Tra gli obiettivi figurano la presidente del Parlamento europeo Roberta Metsola, la presidente taiwanese Tsai Ing-Wen, gli americani Michael McCaul (deputato) e John Hoeven (senatore), l’ambasciatrice tedesca negli Stati Uniti Emily Haber e l’eurodeputato francese Pierre Karleskind. Secondo Amnesty sono stati presi di mira anche diversi funzionari, accademici e istituzioni.

COSA C’ENTRA L’ACCOUNT X @JOSEPH_GORD16

Secondo l’indagine della ONG, “molti dei collegamenti identificati come dannosi e volti a infettare obiettivi con Predator” provenivano da un account X denominato “@Joseph_Gordon16”. Amnesty ritiene che “è probabile che abbia agito per conto delle autorità vietnamite o di gruppi di interesse nel paese”.

“Abbiamo osservato diverse decine di casi in cui ‘@Joseph_Gordon16’ ha incluso un link maligno collegato a “Predator” su diverse pubblicazioni sui social media. A volte, il link sembrava provenire da una fonte di notizie apparentemente innocua, come il South China Morning Post, per ingannare il lettore e indurlo a cliccarci sopra”, ha dichiarato Donncha Ó Cearbhaill, capo del Security Lab di Amnesty International.

“La nostra analisi ha dimostrato che cliccando sul link, il dispositivo del lettore potrebbe essere infettato dallo spyware “Predator”. Non sappiamo se qualche dispositivo sia stato infettato e non possiamo affermare con certezza assoluta che il responsabile fosse direttamente all’interno del governo del Vietnam, ma gli interessi dell’account e delle autorità vietnamite erano strettamente allineati”, ha proseguito Donncha Ó Cearbhaill.

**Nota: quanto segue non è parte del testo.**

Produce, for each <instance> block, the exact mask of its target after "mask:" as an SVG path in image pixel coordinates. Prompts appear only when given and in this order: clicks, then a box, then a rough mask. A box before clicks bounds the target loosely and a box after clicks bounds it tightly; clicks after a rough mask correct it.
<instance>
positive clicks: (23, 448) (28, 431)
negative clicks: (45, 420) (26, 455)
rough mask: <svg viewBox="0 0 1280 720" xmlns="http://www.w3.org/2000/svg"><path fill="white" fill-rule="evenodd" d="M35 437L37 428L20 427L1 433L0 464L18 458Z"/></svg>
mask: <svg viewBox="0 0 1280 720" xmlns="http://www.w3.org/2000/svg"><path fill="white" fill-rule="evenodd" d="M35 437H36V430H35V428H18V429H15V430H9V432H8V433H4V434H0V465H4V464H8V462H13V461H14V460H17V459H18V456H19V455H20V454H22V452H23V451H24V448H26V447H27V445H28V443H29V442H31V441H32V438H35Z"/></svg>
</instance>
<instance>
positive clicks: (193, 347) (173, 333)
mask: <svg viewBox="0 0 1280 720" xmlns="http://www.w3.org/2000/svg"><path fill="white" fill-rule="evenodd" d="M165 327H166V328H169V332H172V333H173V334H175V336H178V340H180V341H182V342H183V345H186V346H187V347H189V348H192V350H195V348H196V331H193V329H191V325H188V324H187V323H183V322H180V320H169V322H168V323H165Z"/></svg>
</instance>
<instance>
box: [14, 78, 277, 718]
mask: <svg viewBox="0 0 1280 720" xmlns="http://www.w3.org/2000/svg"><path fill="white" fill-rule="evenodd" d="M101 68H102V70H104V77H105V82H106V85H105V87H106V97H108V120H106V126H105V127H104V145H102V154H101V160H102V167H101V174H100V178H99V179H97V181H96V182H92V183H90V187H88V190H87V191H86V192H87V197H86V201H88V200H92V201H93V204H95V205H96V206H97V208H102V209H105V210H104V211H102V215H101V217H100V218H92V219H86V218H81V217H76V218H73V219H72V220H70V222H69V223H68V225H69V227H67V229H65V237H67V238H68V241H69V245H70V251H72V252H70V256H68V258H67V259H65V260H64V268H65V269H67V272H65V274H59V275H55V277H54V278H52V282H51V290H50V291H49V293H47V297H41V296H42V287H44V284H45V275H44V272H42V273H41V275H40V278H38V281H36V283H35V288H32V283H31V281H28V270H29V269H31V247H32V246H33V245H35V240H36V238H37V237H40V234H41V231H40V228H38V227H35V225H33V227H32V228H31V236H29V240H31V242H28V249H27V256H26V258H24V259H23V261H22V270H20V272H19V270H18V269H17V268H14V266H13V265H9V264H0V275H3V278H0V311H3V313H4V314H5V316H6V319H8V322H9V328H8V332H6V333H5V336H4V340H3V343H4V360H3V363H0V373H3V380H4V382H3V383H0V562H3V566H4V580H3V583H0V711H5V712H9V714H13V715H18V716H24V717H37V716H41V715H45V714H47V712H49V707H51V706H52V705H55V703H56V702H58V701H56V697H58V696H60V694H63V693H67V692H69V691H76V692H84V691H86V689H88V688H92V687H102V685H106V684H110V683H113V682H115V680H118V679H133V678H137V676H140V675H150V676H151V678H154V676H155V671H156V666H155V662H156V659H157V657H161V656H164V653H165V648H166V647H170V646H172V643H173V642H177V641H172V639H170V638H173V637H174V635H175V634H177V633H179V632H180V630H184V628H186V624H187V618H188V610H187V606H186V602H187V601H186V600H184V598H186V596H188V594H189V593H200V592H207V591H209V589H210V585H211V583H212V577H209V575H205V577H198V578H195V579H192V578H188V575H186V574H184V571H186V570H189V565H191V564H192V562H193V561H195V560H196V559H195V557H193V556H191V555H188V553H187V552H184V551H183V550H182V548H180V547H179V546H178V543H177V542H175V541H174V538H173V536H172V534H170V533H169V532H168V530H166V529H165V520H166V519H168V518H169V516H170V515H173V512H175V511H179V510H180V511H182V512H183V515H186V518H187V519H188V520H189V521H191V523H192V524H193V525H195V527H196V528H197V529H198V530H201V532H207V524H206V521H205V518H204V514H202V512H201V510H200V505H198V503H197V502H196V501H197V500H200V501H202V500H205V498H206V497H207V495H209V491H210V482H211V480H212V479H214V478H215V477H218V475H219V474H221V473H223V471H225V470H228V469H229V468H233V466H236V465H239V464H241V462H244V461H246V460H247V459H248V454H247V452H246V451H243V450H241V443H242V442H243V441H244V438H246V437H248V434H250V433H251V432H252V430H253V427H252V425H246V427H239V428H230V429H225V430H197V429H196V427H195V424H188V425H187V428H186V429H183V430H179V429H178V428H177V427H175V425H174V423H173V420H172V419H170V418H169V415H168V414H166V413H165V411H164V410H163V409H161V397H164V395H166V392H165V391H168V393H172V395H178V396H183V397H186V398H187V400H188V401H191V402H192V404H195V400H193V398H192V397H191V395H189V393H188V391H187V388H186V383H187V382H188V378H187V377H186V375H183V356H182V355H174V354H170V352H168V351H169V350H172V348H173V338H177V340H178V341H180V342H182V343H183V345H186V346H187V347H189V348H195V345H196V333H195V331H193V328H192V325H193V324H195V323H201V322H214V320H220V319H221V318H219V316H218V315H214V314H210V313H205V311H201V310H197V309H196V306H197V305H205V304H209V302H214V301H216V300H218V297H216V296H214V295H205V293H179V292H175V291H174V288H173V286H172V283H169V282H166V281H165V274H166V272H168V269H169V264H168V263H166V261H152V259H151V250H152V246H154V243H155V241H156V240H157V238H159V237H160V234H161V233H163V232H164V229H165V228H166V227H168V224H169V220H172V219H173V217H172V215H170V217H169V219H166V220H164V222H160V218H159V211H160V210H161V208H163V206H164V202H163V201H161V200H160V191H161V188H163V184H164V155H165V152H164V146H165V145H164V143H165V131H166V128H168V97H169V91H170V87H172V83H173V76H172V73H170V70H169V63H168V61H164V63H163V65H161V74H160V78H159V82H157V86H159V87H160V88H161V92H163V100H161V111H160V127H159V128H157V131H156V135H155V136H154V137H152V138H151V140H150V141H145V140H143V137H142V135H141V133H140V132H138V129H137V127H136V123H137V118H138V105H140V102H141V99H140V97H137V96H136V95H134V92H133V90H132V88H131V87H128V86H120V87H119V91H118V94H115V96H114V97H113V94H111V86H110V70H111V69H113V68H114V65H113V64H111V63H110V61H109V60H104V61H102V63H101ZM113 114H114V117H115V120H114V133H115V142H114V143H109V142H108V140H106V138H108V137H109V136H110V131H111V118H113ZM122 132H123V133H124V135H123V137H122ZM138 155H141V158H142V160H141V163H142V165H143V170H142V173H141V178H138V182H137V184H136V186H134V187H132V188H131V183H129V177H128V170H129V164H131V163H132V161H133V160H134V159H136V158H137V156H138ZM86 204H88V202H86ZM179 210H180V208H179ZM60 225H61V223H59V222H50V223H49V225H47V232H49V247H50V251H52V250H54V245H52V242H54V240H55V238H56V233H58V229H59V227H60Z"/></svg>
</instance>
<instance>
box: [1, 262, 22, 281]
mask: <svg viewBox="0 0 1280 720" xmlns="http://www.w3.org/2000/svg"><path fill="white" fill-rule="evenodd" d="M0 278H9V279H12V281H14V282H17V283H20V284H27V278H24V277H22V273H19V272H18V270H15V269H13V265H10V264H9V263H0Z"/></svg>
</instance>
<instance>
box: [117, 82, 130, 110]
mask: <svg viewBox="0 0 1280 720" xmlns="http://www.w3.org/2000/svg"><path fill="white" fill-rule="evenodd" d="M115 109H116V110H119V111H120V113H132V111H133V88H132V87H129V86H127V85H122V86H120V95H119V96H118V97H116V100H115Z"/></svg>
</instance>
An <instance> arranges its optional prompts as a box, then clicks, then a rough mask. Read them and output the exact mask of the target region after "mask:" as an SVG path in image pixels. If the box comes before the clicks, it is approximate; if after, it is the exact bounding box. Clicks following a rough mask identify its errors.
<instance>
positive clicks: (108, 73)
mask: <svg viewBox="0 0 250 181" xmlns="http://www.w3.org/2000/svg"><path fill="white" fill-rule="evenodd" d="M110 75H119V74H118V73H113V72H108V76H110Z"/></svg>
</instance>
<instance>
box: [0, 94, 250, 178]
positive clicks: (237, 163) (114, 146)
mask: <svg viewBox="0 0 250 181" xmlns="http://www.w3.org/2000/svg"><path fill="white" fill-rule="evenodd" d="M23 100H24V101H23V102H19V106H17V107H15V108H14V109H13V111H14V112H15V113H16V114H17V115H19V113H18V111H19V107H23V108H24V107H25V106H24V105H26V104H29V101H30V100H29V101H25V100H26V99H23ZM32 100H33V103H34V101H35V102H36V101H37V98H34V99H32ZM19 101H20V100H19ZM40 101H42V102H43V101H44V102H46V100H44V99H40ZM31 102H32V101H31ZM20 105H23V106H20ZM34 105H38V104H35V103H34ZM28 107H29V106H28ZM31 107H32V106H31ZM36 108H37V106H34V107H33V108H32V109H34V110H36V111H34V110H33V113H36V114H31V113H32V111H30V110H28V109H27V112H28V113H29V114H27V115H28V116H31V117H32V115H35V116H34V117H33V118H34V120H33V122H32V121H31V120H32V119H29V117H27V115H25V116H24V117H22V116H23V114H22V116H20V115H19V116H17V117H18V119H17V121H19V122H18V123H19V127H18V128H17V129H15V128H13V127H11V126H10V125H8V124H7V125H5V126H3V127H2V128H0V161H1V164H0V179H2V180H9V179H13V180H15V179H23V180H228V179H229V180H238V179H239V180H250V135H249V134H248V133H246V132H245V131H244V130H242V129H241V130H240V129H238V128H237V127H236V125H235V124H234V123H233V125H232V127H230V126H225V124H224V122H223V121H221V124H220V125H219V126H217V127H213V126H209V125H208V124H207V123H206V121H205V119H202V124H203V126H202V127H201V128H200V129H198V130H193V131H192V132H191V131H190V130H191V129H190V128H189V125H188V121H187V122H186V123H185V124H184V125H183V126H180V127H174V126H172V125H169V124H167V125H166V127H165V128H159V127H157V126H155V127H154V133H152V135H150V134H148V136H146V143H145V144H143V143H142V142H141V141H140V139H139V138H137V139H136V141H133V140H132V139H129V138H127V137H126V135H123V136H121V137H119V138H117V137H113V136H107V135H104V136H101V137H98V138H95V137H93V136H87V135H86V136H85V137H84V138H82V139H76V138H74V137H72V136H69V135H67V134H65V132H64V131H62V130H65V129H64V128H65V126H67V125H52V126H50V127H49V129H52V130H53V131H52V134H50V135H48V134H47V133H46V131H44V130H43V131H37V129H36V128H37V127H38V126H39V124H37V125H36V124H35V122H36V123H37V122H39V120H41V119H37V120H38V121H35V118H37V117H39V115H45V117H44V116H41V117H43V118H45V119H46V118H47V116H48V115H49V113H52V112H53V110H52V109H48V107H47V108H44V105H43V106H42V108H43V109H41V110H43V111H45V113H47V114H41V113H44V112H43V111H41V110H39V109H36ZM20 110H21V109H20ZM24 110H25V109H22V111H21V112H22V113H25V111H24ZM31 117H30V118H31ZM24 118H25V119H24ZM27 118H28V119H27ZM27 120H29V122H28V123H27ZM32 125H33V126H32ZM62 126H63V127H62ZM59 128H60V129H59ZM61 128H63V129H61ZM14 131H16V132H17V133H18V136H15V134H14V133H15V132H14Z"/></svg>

IL COINVOLGIMENTO DEL VIETNAM

Infine, l’indagine ha rivelato prove relative a una società facente parte dell’alleanza Intellexa, che ha siglato un accordo multimilionario per “soluzioni di infezione” con il ministero della Sicurezza pubblica del Vietnam all’inizio del 2020, denominato “Angler Fish”. Documenti e registrazioni di esportazioni hanno confermato anche la vendita di “Predator” al ministero della Sicurezza pubblica del Vietnam tramite intermediari.

“Riteniamo che questa struttura di attacco con “Predator” sia legata a un attore governativo in Vietnam”, hanno affermato i ricercatori sulla sicurezza di Google, che hanno anche analizzato in modo indipendente i link maligni, riferendosi ad Amnesty International.